В то же время грустный опыт русской монархии показывает необоснованность той идеализации королевского права, которая очевидна у Фуко*. Русские цари согласились бы скорее с Карлом Шмиттом, что суверенитет основан не на повседневном соблюдении закона, но на его экстраординарных нарушениях**. Законодательство сопровождалось чрезвычайным, но очень регулярным применением внезаконных практик принуждения и насилия. Те плавно развивались в свои дисциплинарные версии, основанные на видимости добровольного участия сторон. Как раз эти переходы и складки - явления, логически парадоксальные, но исторически закономерные, - более всего интересовали Фуко. Своими текучими или, скорее, поливалентными понятиями, такими как дисциплина, он открывал путь для параллельного анализа явлений не просто разных, но политически полярных.
Сколь важна была эта риторическая стратегия для автора, предвидящего (зло)употребления своих идей в идеологических дебатах, столь недоступной она оказалась для тех из читателей, кто привык к более простым условиям существования. Популярное чтение Фуко интерпретирует его аналитические категории как линейные фазы развития и далее превращает их в оценочные стандарты, с помощью которых ставятся оценки (недо)раз-витию (не)нравящихся культур. Вместо истории мы получаем очередную версию трехуровневой схемы: абсолютная монархия - полицейское государство - либеральная демократия. Эта схема была близка сердцу прогрессивных юристов середины или (к востоку от Парижа) конца XIX в.; уже Токвиль в своем споре с Гизо возражал против подобных упрощений. Применительно к России позитивистская редукция ведет к выводу, что Российская империя и вслед за ней Советское государство так и не перешли границу между принуждением и дисциплиной и, короче, не были либеральными обществами***. Чтобы прийти к этому, не нужно было тратить усилий на чтение Фуко.

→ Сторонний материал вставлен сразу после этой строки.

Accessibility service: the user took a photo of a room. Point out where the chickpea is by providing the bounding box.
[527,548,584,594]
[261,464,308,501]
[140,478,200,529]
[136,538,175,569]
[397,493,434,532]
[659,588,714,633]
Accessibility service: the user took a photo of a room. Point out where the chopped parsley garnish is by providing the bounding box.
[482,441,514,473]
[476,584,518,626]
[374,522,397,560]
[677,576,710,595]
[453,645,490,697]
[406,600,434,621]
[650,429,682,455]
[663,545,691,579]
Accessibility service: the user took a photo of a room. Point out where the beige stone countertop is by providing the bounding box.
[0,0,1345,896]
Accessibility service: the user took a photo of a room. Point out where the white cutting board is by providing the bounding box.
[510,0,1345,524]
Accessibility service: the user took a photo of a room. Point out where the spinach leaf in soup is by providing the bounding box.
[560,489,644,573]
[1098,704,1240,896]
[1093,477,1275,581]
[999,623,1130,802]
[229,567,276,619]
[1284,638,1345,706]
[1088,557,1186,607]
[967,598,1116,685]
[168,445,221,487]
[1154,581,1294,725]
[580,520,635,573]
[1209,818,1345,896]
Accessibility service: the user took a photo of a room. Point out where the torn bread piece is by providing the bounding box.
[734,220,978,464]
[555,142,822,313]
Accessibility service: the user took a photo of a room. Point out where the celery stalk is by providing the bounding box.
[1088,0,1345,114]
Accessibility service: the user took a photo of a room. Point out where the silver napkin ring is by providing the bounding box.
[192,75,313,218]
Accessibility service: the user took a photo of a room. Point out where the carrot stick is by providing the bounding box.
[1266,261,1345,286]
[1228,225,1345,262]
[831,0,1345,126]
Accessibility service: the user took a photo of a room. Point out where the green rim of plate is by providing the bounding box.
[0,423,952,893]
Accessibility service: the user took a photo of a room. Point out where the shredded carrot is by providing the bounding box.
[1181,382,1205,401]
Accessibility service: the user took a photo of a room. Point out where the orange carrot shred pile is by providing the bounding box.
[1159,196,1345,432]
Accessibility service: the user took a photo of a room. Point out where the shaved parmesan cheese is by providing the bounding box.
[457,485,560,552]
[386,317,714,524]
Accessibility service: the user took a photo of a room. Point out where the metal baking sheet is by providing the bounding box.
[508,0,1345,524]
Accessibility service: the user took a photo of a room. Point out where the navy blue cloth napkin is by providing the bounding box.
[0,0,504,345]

Обрекая на неудачу лобовые интерпретации, понятие дисциплины позволяет увидеть общность между архаическими и более современными практиками. Столетие спустя после отмены смертной казни «за общие преступления» (1753 г.) телесные наказания в российской армии кончались смертельным исходом. Провинившегося солдата тащили сквозь строй его коллег, которые избивали его особыми палками, известными под названием шпицрутенов. При Петре эти немецкие шпицрутены сменили кнут, который в Европе был знаменит как специфически русское дело. Согласно уставу, палка была в вершок толщиной и сажень длиной; согласно опыту, здоровый человек выдерживал до трех тысяч ударов. Регламентируя размеры инструмента и сценарий наказания, особое внимание закон уделял его силе. В любой судебной системе сила наказания квантифицирует силу преступления, которая сама по себе не имеет меры. Подобно тому, как в пенитенциарной системе сила преступления измеряется длительностью заключения, в системе телесных наказаний она измеряется числом ударов. Воинские уставы 1830-1860-х гг. определяли высший предел наказания в 12 прохождений через полковой строй из тысячи солдат. Секретные постановления ограничили число палок, присуждаемых полевыми судами, с двенадцати до трех тысяч в 1839 г. и до одной в 1856 г.; постановления оставались секретными, с тем чтобы не уменьшить страха, который вызывала цифра в законе. Кроме солдат шпицрутенами наказывали участников крестьянских бунтов, а также арестантов и ссыльных. В штатской жизни телесные наказания уже явственно имели чрезвычайный характер. В 1863 г . шпицрутены были заменены розгами****.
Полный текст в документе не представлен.